PENERAPAN METODE TALKING STICK

1. DEFINISI METODE TALKING STICK


Model pembelajaran Talking Stick berkembang dari penelitianbelajar kooperatif oleh
Slavin Pada tahun 1995. Model ini merupakan suatu cara yang efektif untuk
melaksanakan pembelajaran yang mampu mengaktifkan siswa. Dalam model
pembelajaran ini siswa dituntut mandiri sehingga tidak bergantung pada siswa yang
lainnya.
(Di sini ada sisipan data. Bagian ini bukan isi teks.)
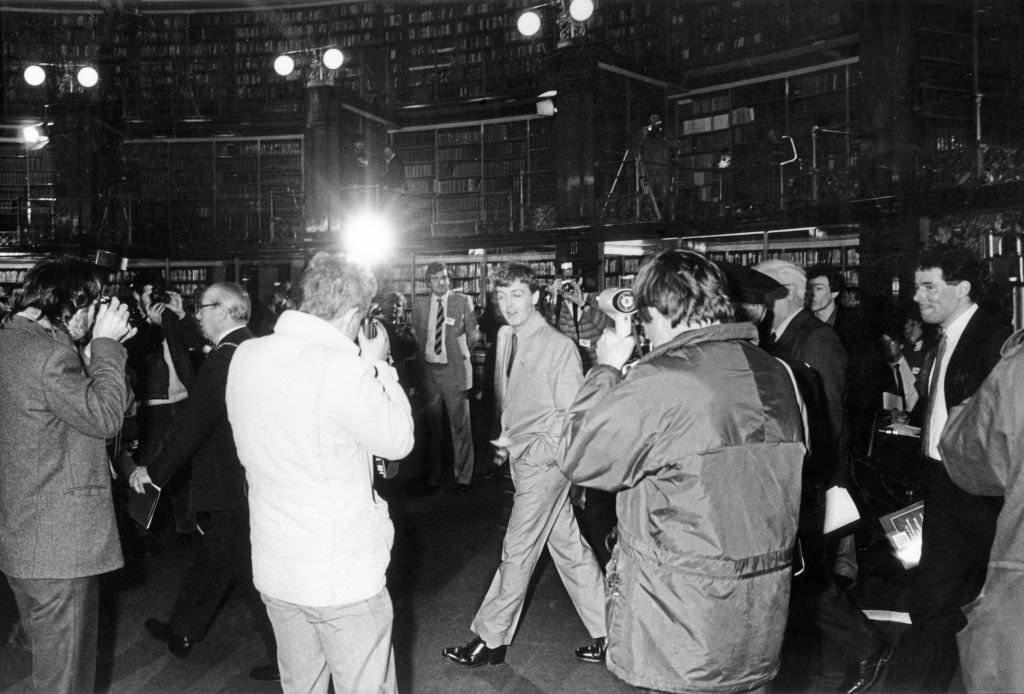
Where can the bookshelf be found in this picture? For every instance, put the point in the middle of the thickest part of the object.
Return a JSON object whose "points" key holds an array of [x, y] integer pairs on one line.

Sehingga siswa harus mampu bertanggung jawab terhadap diri sendiri dan
siswa juga harus percaya diri dan yakin dalam menyelesaikan masalah.
Model pembelajaran Talking Stik adalah suatu model pembelajaran kelompok dengan
bantuan tongkat, kelompok yang memegang tongkat terlebih dahulu wajib menjawab
pertanyaan dari guru setelah siswa mempelajari materi pokoknya, selanjutnya kegiatan
tersebut diulang terus-menerus sampai semua kelompok mendapat giliran untuk
menjawab pertanyaan dari guru.
Dalam penerapan model pembelajaran Kooperatif Tipe Talking Stik ini, guru membagi
kelas menjadi kelompok-kelompok dengan anggota 5 atau 6 orang yang heterogen.
Kelompok dibentuk dengan mempertimbangkan keakraban, persahabatan atau minat,
yang dalam topik selanjutnya menyiapkan dan mempersentasekan laporannya kepada
seluruh kelas.
Model pembelajaran talking stick merupakan salah satu dari model pembelajaran
kooperatif, guru memberikan siswa kesempatan untuk bekerja sendiri serta bekerja
sama dengan orang lain dengan cara mengoptimalisasikan partisipasi siswa (Lie,
2002:56). Kemudian menurut Widodo (2009) mengemukakan bahwa talking
stick merupakan suatu model pembelajaran yang menggunakan sebuah tongkat sebagai
alat penunjuk giliran. Siswa yang mendapat tongkat akan diberi pertanyaan dan harus
menjawabnya. Kemudian secara estafet tongkat tersebut berpindah ke tangan siswa
lainnya secara bergiliran. Demikian seterusnya sampai seluruh siswa mendapat tongkat
dan pertanyaan.
Berdasarkan uraian tersebut, maka dapat disimpulkan bahwa pembelajaran talking
stick merupakan salah satu dari model pembelajaran kooperatif yang menggunakan
sebuah tongkat sebagai alat penunjuk giliran dengan memberikan siswa kesempatan
untuk bekerja sendiri serta bekerja sama dengan orang lain sehingga
mengoptimalisasikan partisipasi siswa.
Menurut Sugihharto (2009) mengemukakan bahwa model pembelajaran talking
stick termasuk dalam pembelajaran kooperatif karena memiliki ciri-ciri yang sesuai
dengan pembelajaran kooperatif yaitu: (1) Siswa bekerja dalam kelompok secara
kooperatif untuk menuntaskan materi belajarnya, (2) Kelompok dibentuk dari siswa
yang memiliki kemampuan tinggi, sedang dan rendah, (3) Anggota kelompok berasal
dari ras, budaya, suku, jenis kelamin yang berbeda, serta (4) Penghargaan lebih
berorientasi kelompok ketimbang individu.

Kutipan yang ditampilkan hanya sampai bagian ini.